Reagan: One way to modernize is to partition, or separate data in the cloud – creating smaller data warehouses or sets. This becomes even more important for agencies like the IRS that interact heavily with the public. The good news is that an auditor at the IRS, for example, who’s interacting with the public can quickly get the data they need because they’re not processing all of the agency’s data for one application – that smaller data set in the cloud is just as fast as processing a larger set on-prem.
MeriTalk: That’s interesting. Separating data is usually considered a bad thing, but in this case, it serves an important purpose.
Reagan: Correct. The question isn’t “How do you prevent the separation of data?” It’s “How do you partition data to maximize the processing while ensuring there’s no duplication of data records?” If you have duplicate records, you need to know the authoritative data source. At IRS, for example, if an agent does an investigation on their laptop, is that the record that gets used? Or do they have to upload the data into another system to “make it official”? Those are the challenges agencies face with disparate complex environments; data governance and management become extremely important.
MeriTalk: Some government agencies are trying to reduce operational costs and maintain effectiveness while using existing system architecture. How have agencies been able to accomplish this?
Reagan: One of the biggest challenges is developing a workforce that understands the end-to-end data requirements to support the mission. Domain expertise is as necessary as technical expertise. Unfortunately, for many agencies with complex IT environments, it could take technology experts a year to get up to speed, and by then, the technology has changed. Because of that, agencies often create a team of implementers and analysts and bring in technology-specific experts as needed. That’s where an integrator that understands the agency’s mission becomes invaluable.
MeriTalk: What advice can you offer to agencies as they build their modernization roadmaps?

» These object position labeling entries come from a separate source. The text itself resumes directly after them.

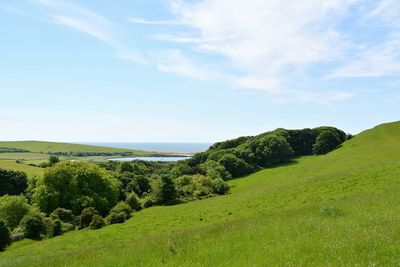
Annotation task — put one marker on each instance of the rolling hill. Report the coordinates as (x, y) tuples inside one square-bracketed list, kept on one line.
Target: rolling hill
[(54, 147), (339, 209)]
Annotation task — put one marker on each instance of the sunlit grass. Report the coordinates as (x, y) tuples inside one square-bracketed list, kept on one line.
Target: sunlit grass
[(339, 209)]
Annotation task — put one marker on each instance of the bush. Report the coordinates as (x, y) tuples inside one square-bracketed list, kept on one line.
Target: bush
[(220, 187), (13, 209), (87, 216), (147, 202), (133, 201), (33, 225), (163, 190), (64, 215), (74, 186), (124, 208), (56, 228), (5, 236), (235, 166), (116, 217), (12, 182), (97, 222), (326, 142)]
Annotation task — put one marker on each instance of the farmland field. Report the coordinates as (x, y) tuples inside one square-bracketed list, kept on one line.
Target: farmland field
[(338, 209)]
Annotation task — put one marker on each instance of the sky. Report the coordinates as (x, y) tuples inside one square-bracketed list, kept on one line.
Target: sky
[(195, 71)]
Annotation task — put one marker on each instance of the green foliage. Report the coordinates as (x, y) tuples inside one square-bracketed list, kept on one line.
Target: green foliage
[(64, 215), (215, 170), (163, 190), (56, 228), (33, 225), (235, 166), (53, 160), (74, 186), (133, 201), (272, 217), (265, 150), (326, 142), (124, 208), (12, 182), (5, 235), (116, 217), (199, 186), (97, 222), (13, 209), (87, 216)]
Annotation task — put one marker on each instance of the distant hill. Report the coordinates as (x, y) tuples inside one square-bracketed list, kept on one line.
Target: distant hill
[(339, 209), (55, 147)]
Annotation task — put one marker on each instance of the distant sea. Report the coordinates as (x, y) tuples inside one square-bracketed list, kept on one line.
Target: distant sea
[(159, 147)]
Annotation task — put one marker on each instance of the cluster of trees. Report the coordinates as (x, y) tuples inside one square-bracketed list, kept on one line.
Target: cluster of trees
[(76, 195)]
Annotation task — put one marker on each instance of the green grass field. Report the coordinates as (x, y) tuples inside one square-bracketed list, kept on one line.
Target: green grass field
[(341, 209), (52, 147)]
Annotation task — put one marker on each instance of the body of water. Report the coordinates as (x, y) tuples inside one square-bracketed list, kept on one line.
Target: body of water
[(163, 159), (159, 147)]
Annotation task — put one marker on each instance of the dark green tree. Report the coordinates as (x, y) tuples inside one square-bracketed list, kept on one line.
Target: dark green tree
[(326, 142), (163, 190), (12, 182), (5, 236), (74, 186)]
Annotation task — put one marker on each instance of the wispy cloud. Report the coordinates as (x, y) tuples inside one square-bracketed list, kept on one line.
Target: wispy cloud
[(91, 23)]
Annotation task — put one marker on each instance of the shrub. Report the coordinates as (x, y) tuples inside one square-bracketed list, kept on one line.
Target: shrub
[(97, 222), (33, 225), (5, 236), (133, 201), (56, 228), (12, 182), (235, 166), (124, 208), (220, 187), (163, 190), (64, 215), (87, 216), (326, 142), (74, 186), (13, 209), (147, 202), (116, 217)]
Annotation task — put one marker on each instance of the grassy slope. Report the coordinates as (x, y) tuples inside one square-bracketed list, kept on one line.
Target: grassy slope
[(50, 147), (272, 217)]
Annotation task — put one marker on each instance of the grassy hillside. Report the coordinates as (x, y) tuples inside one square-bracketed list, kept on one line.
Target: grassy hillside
[(52, 147), (339, 209)]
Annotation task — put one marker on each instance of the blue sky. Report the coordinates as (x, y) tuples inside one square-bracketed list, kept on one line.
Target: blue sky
[(205, 70)]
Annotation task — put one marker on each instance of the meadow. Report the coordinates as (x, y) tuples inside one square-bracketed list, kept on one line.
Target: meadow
[(39, 152), (338, 209)]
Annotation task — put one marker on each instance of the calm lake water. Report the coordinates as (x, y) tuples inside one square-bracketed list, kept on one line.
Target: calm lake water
[(161, 147), (163, 159)]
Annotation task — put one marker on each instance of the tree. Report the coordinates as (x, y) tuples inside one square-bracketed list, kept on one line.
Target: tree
[(74, 186), (12, 182), (235, 166), (87, 216), (215, 170), (326, 142), (5, 236), (33, 225), (163, 190), (53, 160), (13, 209)]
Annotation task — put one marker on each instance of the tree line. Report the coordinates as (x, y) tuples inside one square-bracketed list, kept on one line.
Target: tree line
[(77, 195)]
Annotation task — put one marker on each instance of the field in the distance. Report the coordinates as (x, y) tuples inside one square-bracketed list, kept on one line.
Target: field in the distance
[(53, 147), (39, 153), (339, 209)]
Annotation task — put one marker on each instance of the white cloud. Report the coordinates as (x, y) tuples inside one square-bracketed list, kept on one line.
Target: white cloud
[(173, 61), (377, 61), (91, 23)]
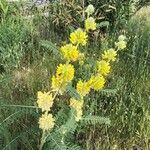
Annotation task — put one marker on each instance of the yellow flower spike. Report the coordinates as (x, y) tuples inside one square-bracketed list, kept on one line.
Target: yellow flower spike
[(78, 37), (65, 72), (103, 67), (109, 55), (46, 122), (121, 44), (70, 52), (90, 24), (44, 100), (77, 105), (83, 88), (97, 82), (79, 114), (90, 9)]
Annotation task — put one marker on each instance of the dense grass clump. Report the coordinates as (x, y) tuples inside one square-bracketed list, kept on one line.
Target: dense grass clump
[(117, 117)]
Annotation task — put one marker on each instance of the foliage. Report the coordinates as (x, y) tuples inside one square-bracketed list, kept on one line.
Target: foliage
[(29, 53)]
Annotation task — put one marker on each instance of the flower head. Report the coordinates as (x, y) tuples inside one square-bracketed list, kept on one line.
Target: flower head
[(97, 82), (90, 9), (77, 105), (45, 100), (109, 55), (70, 52), (83, 88), (90, 24), (78, 115), (65, 72), (121, 44), (103, 67), (46, 121), (78, 37)]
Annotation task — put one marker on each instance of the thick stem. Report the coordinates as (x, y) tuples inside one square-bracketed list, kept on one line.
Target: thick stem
[(43, 140)]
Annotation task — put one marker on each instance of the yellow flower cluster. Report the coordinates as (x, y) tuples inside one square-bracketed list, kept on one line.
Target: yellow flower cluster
[(97, 82), (77, 105), (90, 9), (103, 67), (78, 37), (121, 44), (46, 121), (90, 24), (109, 55), (70, 52), (44, 100), (64, 74)]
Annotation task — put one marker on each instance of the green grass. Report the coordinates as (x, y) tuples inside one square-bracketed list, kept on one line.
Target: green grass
[(28, 56)]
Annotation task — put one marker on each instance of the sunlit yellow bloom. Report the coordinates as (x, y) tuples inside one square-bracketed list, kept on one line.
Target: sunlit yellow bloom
[(58, 84), (109, 55), (81, 58), (46, 121), (103, 67), (90, 24), (65, 72), (77, 105), (78, 37), (121, 44), (90, 9), (83, 88), (121, 38), (97, 82), (44, 100), (70, 52)]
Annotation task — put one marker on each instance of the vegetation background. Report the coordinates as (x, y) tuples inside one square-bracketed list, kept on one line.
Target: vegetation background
[(29, 52)]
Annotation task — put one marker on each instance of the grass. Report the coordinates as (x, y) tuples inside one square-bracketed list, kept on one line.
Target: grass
[(28, 56)]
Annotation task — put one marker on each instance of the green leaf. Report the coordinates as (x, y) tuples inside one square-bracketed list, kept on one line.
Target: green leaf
[(95, 120), (103, 24)]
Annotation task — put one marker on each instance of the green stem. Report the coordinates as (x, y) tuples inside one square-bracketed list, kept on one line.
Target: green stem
[(43, 140)]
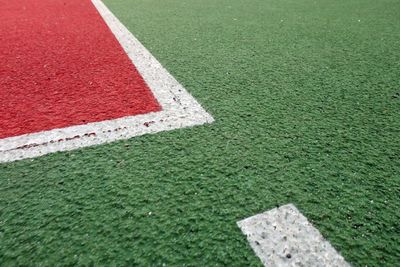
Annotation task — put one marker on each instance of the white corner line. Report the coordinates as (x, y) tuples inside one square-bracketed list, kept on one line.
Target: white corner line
[(179, 108), (284, 237)]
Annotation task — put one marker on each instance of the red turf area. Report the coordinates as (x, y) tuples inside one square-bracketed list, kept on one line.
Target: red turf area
[(60, 65)]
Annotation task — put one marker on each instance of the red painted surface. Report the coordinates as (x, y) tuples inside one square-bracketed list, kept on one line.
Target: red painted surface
[(60, 65)]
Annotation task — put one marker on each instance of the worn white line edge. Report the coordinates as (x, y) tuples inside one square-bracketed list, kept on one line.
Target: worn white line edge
[(179, 108), (284, 237)]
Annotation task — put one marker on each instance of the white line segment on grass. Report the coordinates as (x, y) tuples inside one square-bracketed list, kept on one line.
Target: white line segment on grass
[(179, 108), (284, 237)]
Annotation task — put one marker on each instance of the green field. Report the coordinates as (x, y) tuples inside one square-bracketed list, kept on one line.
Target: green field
[(306, 98)]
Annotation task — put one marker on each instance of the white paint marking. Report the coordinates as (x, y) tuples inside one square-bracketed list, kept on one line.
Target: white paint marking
[(179, 108), (284, 237)]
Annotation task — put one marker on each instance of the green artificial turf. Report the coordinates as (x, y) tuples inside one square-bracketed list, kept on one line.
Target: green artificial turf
[(306, 98)]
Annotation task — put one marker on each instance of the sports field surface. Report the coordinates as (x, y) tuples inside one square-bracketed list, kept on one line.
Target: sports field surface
[(306, 100)]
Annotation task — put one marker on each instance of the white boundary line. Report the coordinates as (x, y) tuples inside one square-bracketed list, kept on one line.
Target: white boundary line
[(179, 108), (284, 237)]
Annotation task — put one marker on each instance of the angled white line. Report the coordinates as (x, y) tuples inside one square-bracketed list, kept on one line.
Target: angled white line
[(284, 237), (179, 108)]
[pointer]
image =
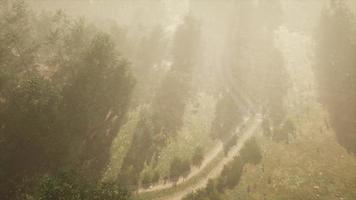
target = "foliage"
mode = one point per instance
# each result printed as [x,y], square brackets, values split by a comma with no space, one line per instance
[227,117]
[68,185]
[64,94]
[198,156]
[179,167]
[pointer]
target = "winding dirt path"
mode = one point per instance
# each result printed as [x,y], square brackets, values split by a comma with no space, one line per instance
[213,173]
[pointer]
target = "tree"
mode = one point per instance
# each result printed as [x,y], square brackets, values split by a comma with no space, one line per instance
[198,156]
[335,70]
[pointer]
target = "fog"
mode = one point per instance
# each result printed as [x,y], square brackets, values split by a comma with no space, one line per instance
[177,99]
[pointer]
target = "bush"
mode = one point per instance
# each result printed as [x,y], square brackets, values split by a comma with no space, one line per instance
[68,185]
[179,168]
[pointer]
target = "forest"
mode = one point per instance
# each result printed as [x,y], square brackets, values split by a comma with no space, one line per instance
[177,100]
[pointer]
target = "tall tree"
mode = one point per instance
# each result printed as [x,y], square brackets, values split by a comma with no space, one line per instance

Reagan: You build a roadmap so you know where you’re going, but there will be difficulties along the way. The key is to continuously assess and update the roadmap, for example, every six months or more. We used to live by two- to five-year strategic plans. But technology and citizen expectations advance so fast that you can’t wait years to do another plan. It has to be routinely updated, so build a plan with areas where you know you can expand or adjust quickly. Agility has to be built into the system design.
MeriTalk: When building a modernization roadmap, it’s important to look at where you’ve been, where you are today, and where you want to go. How does Maximus help agencies through this process to build and continue to modify their roadmap?
Reagan: Agencies usually have a strategic planning process in place, so we build off that. If they want to modernize two systems, we’ll say, “Here’s what you can get with pragmatic modernization and when you’ll be able to reach the core. Therefore, you should start planning for that now.”
We bring both skill sets: a deep understanding of the legacy data processing solution and business processes along with current technologies and best practices. We collaboratively engage with the agency’s strategic planning processes to better inform those plans with how to transition from a strategic vision to actual implementation. We understand the details and the desired state and design pragmatic implementation plans that are forward-leaning and achievable. We leverage our lessons learned from other agencies and build on those successes.
We lay that all out in a DevSecOps approach so they know what will be released into production at given times. Then, if they are faced with budget cuts or priority changes, we can help them adjust because we have peeled back the layers.
MeriTalk: Are there any other considerations for agencies as they look to modernize?
Reagan: Get started. Modernization provides many benefits, including improved operational efficiencies, enhanced customer experiences, and greater mission outcomes. For IT leaders, planning incrementally and remaining flexible is key to successful modernization efforts.